# Active On-Die Suppression of Power Supply Noise

Gökçe Keskin, Xin Li and Larry Pileggi Carnegie Mellon University Dept. of ECE, 5000 Forbes Ave. Pittsburgh, PA 15213 USA Email: {gkeskin, xinli, pileggi}@andrew.cmu.edu

Abstract- An active on-chip circuit is demonstrated in 130nm CMOS for the suppression of on-chip power supply noise due to power distribution resonance. Testchip measurement results indicate up to 40% reduction in power supply noise during clock/power gating at a 2% power and 6% area overhead cost. Oscillation time is reduced by 50%. Simulation results show that comparable overshoot/undershoot and ringing control via on-chip decoupling would require significantly more area and power due to leakage, particularly at 90nm and below.

Keywords: power supply noise, L.di/dt noise, damping and decoupling capacitor

### INTRODUCTION

Even with reduced power supply voltage for emerging process nodes, the maximum power consumption of high-performance circuits has been projected to continue to increase for the foreseeable future (Fig. 1, [1]). Therefore, such circuits generally include clock and power gating schemes to reduce power consumption [2]. However, when idle regions are switched back on as required under normal operation, the current demand increases rapidly in a short period of time (at most a few nanoseconds). Ultimately, this extra current has to be supplied by the board to the chip through the inductive bonding connections between the chip, package, and the board. This current step creates noise on the on-chip power rails, commonly called as L.di/dt noise, also known as simultaneous switching noise.

The traditional solution for reducing power supply noise is to use on-chip decoupling capacitors, along with on-package and on-board capacitors to supply instantaneous current demand [3]. However, addition of these capacitors causes undesired resonances in the frequency domain, which translate to oscillations in the transient response. The most dominant of these resonances is due to the package inductance and on-chip decoupling capacitance that is generally observed around 100-150MHz. Fig. 2 shows transient and frequency domain simulation results for a simplified model of a microprocessor under clock gating. The positive and negative power rail peaks in the transient simulation can result in timing and reliability problems, as well as loss of stored data.

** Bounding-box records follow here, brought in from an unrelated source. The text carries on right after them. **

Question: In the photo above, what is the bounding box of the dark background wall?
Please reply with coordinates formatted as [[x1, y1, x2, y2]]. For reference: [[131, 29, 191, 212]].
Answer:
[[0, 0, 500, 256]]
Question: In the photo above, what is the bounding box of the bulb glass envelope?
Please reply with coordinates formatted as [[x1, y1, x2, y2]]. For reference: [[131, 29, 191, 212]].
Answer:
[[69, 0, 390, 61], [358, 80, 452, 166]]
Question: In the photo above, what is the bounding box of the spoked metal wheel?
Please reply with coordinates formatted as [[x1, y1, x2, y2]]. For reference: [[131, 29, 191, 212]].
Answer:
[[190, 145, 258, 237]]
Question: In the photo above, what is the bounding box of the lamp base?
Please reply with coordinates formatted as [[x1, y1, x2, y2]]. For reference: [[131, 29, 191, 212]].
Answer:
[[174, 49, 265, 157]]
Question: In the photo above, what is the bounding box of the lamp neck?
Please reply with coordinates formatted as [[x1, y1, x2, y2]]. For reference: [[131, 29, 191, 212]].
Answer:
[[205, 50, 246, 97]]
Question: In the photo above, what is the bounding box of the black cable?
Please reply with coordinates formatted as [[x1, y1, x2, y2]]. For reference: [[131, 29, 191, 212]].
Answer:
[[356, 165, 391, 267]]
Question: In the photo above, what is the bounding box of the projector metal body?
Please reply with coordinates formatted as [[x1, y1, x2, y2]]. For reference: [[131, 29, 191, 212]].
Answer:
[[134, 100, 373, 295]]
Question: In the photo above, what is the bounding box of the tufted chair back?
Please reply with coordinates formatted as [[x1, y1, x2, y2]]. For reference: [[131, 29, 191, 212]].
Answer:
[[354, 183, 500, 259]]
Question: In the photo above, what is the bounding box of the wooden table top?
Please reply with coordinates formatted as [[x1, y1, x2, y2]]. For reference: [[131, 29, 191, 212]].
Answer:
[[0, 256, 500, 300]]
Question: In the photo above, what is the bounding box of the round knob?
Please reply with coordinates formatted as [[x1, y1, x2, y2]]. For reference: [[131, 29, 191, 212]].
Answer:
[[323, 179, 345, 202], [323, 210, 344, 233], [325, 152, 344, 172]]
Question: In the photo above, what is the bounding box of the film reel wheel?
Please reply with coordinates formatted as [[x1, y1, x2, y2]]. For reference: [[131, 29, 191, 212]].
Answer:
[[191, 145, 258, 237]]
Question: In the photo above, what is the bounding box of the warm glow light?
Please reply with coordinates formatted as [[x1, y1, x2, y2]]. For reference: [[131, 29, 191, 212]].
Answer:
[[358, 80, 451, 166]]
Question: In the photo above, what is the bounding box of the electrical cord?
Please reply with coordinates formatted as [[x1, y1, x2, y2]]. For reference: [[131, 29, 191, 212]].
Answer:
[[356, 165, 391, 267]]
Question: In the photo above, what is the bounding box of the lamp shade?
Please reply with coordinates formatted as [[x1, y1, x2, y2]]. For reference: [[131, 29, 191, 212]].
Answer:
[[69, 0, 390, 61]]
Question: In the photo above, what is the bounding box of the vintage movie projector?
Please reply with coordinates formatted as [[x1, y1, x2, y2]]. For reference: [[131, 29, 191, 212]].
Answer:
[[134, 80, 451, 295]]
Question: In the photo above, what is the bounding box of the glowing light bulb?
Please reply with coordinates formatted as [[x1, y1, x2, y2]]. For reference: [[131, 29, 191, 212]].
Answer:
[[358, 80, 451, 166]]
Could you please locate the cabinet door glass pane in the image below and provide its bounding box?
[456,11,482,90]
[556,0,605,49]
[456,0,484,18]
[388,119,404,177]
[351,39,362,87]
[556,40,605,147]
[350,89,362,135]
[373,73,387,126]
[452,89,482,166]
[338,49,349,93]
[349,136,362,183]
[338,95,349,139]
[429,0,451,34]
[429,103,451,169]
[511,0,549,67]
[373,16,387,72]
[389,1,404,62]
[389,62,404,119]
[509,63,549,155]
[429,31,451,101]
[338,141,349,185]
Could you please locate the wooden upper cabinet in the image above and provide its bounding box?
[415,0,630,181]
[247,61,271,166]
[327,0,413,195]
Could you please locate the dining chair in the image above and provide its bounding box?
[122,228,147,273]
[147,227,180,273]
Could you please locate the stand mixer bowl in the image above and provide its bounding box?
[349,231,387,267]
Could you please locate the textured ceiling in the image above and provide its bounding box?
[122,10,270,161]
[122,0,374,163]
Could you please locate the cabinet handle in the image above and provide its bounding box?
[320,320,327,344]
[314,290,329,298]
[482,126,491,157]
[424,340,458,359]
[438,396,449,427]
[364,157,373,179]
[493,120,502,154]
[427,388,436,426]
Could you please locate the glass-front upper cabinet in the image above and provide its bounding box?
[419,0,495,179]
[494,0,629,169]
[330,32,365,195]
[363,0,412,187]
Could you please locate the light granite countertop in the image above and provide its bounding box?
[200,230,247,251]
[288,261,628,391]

As power supply voltages scale down and noise margins become tighter in new generation process nodes, even more on-chip decoupling (generally in the form of MOS capacitors) is required for high-performance circuits to supply enough charge for noise suppression. Unfortunately, there are diminishing returns for adding more decoupling capacitors on the chip. Fig.3 shows the simulated total power supply noise overshoots in a 130nm test circuit for different values of onchip decoupling.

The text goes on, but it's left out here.